Chef Pinky Maruping and Chef Mokgadi Itsweng, in collaboration with Unilever Food Solutions, hosted an exclusive webinar on Wednesday, 21 September, to discuss South Africa’s most iconic Heritage Day dishes and how to promote more sustainable eating for Heritage Day 2022. 

With Heritage Day coming up, Chef Pinky saw the perfect opportunity to promote sustainability and biodiversity in ways that incorporate “more than just braai” through some of South Africa’s most iconic dishes and desserts and “speak about other dishes that people love to eat during Heritage Day.” 

“In South Africa, we eat two or three types of crops, chicken and beef, there might be food shortages in the years to come,” says Pinky. 

In the Webinar, hosted by Unilever, Chef Mokgadi Itsweng, author of “Veggie-Licious” and a sustainability advocate, echoes this sentiment, speaking of her trip to Tanzania and the impact climate change has had on the people there, and how the region’s people still cling on to maize, even though it is not a sustainable crop. 

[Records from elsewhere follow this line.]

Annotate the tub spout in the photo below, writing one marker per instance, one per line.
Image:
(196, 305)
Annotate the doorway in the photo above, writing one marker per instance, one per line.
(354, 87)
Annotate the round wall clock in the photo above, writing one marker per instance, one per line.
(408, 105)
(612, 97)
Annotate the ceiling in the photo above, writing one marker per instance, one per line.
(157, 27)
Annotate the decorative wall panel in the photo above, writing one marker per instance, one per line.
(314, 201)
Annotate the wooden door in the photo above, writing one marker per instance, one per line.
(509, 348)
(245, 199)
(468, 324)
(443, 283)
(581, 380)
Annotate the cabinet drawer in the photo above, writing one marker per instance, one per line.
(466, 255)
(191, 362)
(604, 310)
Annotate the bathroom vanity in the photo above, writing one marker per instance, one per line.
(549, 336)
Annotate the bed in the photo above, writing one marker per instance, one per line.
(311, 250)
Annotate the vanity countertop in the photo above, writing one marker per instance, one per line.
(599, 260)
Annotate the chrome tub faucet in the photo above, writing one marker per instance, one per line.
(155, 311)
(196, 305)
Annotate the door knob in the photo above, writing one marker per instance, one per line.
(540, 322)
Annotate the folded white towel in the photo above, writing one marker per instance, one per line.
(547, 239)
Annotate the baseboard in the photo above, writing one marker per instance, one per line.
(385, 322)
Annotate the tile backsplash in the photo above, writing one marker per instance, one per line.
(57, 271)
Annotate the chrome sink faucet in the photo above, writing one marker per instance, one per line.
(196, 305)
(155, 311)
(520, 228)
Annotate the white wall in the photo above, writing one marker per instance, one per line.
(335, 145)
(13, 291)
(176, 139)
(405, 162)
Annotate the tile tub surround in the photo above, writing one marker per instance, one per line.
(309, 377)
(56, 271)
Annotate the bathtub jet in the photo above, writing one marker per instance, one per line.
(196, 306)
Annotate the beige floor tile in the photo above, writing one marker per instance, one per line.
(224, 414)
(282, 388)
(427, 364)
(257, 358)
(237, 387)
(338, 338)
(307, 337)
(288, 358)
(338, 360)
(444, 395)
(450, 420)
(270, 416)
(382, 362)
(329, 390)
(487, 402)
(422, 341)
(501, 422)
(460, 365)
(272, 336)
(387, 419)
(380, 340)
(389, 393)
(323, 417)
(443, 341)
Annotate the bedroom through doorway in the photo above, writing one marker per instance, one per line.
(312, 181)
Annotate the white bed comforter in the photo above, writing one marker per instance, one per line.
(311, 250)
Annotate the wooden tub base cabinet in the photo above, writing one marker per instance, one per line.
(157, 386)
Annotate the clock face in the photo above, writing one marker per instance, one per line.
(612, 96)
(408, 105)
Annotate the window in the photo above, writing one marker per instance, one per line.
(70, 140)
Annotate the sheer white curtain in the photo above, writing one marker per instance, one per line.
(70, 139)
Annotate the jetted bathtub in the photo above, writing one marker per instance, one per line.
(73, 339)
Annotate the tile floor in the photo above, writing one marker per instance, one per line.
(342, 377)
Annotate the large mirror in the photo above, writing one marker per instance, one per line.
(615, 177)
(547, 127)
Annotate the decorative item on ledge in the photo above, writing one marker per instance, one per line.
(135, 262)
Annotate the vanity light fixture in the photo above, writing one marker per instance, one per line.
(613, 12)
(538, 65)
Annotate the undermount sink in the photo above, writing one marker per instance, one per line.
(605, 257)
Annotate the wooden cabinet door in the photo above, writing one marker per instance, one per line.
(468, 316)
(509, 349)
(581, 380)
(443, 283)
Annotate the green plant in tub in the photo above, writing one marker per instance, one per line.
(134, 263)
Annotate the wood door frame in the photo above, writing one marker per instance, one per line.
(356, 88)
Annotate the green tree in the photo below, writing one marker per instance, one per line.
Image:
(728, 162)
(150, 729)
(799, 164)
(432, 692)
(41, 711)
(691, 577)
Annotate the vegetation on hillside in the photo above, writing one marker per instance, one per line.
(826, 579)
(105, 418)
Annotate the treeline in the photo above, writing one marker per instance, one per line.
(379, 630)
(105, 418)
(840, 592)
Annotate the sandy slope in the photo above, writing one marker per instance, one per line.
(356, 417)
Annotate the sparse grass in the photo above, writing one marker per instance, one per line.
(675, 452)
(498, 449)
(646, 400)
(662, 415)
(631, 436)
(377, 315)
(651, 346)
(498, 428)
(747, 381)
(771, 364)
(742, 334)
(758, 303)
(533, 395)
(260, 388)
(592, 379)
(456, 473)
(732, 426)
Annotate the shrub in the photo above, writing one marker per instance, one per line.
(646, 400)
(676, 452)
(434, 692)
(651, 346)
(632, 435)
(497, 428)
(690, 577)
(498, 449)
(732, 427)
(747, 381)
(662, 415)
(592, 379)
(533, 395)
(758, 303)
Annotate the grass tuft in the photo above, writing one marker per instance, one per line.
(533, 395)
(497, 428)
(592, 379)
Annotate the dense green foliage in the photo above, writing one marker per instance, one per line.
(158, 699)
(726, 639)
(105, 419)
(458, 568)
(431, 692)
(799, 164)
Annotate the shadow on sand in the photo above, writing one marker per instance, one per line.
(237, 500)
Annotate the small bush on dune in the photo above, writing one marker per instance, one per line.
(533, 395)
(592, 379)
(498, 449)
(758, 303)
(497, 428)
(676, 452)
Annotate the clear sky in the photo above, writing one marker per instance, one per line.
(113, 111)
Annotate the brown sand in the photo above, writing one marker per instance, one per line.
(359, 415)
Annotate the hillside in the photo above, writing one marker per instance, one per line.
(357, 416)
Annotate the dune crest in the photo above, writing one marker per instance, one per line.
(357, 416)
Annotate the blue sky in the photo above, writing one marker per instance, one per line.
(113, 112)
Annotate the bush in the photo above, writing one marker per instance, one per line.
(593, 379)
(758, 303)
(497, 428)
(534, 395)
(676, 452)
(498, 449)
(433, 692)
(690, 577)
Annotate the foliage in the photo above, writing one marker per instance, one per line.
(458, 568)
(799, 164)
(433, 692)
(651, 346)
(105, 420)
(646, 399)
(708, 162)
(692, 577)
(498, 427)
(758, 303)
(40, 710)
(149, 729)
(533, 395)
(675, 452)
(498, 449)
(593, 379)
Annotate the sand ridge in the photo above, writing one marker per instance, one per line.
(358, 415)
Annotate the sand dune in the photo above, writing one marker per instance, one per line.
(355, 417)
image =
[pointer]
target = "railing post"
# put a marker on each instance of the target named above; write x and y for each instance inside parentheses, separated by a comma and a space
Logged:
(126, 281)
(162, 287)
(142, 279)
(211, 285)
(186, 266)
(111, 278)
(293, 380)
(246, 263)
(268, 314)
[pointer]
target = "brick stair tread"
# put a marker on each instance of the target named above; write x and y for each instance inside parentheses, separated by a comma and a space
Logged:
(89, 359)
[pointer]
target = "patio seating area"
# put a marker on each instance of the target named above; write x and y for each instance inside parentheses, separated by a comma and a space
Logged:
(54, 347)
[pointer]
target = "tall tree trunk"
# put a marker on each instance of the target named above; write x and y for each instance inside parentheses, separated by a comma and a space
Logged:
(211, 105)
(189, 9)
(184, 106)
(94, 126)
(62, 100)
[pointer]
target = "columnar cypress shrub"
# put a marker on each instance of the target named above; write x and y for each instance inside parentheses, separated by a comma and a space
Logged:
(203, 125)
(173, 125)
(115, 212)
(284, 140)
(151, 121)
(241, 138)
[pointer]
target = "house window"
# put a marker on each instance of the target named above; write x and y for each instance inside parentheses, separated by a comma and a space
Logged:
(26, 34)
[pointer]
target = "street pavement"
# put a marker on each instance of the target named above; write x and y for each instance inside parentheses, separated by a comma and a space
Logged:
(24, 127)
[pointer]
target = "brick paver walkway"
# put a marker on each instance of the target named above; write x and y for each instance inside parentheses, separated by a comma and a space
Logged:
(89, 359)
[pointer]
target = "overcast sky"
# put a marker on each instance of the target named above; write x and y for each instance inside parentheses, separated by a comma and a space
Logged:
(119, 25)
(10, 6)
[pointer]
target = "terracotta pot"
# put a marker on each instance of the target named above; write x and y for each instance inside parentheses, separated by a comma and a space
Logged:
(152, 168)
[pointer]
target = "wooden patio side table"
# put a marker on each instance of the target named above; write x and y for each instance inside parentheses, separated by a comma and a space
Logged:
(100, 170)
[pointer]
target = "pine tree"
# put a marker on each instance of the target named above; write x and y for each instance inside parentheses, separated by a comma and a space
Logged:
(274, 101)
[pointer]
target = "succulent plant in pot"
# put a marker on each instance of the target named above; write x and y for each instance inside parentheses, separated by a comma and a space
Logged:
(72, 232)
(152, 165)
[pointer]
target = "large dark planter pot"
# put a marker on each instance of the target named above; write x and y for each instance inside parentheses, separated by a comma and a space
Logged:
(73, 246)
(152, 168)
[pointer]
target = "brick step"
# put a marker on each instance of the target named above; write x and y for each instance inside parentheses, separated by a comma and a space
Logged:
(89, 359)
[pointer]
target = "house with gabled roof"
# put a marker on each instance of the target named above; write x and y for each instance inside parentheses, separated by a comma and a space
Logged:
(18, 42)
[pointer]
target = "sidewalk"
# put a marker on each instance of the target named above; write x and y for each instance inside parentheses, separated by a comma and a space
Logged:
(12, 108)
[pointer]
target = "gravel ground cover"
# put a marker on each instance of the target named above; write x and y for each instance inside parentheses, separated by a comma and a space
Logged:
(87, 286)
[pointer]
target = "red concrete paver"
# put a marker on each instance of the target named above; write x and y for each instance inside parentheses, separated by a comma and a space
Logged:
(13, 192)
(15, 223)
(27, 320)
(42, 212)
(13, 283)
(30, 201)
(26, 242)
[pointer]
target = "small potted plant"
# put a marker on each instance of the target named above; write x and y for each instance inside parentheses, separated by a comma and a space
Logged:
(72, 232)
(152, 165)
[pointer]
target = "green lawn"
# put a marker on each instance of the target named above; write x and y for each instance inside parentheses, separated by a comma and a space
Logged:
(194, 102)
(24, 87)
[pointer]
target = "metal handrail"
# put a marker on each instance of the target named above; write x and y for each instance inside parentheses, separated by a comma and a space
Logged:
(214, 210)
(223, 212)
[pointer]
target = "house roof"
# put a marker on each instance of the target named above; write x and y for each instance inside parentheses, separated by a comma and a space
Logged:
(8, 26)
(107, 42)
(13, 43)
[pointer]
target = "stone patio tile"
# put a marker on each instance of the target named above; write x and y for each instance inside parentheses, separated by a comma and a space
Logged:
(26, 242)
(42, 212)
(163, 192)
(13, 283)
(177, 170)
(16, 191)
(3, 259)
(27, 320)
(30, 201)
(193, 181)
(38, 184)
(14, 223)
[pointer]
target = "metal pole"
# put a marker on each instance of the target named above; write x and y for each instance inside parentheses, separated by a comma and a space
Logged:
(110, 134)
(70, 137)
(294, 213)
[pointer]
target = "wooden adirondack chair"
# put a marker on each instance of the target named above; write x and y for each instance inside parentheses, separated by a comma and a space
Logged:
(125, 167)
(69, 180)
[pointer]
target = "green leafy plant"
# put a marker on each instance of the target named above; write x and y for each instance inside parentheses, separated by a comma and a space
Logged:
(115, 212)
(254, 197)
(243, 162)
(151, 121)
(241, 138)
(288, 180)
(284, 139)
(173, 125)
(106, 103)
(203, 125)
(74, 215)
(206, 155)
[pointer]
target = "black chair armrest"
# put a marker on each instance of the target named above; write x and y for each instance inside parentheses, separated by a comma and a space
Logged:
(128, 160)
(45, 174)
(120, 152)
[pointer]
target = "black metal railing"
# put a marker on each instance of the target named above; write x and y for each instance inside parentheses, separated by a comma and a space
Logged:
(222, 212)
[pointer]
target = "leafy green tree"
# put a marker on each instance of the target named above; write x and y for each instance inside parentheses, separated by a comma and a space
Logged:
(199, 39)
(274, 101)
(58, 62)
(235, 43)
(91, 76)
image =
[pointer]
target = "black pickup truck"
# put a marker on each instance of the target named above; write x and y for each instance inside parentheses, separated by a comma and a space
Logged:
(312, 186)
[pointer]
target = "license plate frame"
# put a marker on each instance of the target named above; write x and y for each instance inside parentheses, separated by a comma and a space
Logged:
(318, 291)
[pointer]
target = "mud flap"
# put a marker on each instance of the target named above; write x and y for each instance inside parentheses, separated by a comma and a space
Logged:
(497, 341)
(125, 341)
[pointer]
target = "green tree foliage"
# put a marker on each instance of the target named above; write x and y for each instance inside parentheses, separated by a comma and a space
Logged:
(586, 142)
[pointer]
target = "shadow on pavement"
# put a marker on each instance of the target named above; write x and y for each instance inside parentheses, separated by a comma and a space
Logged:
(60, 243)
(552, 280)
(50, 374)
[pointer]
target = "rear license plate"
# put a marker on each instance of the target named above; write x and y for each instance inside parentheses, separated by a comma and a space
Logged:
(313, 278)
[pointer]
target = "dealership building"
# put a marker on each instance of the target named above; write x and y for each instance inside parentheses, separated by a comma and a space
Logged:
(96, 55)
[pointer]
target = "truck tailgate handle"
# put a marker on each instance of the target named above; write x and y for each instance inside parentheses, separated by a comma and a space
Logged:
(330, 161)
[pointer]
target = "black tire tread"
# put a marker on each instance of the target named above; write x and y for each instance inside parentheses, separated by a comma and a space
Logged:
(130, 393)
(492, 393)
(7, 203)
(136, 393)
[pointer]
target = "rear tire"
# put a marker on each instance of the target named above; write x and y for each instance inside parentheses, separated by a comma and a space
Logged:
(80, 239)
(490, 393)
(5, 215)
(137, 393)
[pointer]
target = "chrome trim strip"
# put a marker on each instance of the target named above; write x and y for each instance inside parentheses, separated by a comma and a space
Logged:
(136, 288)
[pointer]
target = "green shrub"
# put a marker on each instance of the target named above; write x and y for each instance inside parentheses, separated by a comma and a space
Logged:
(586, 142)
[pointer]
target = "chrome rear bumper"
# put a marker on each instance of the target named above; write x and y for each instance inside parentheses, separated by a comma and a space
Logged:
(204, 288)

“With climate change, it is not sustainable to grow maize,” she says. She heavily promotes the use of sorghum as a more sustainable replacement for maize, saying that it has a similar nutritional value, is high in protein, and is drought resistant. 

When looking at iconic South African dishes, the two chefs emphasised the idea of replacing traditional ingredients with more sustainable ones this Heritage Day. For example, using sustainable plant-based milk when baking a milk tart or using ground sorghum as pap instead of the traditional maize pap when having a braai. 

Chef Mokgadi also encouraged chefs to get creative in the kitchen when using sustainable ingredients and to “not be afraid of your ingredients”.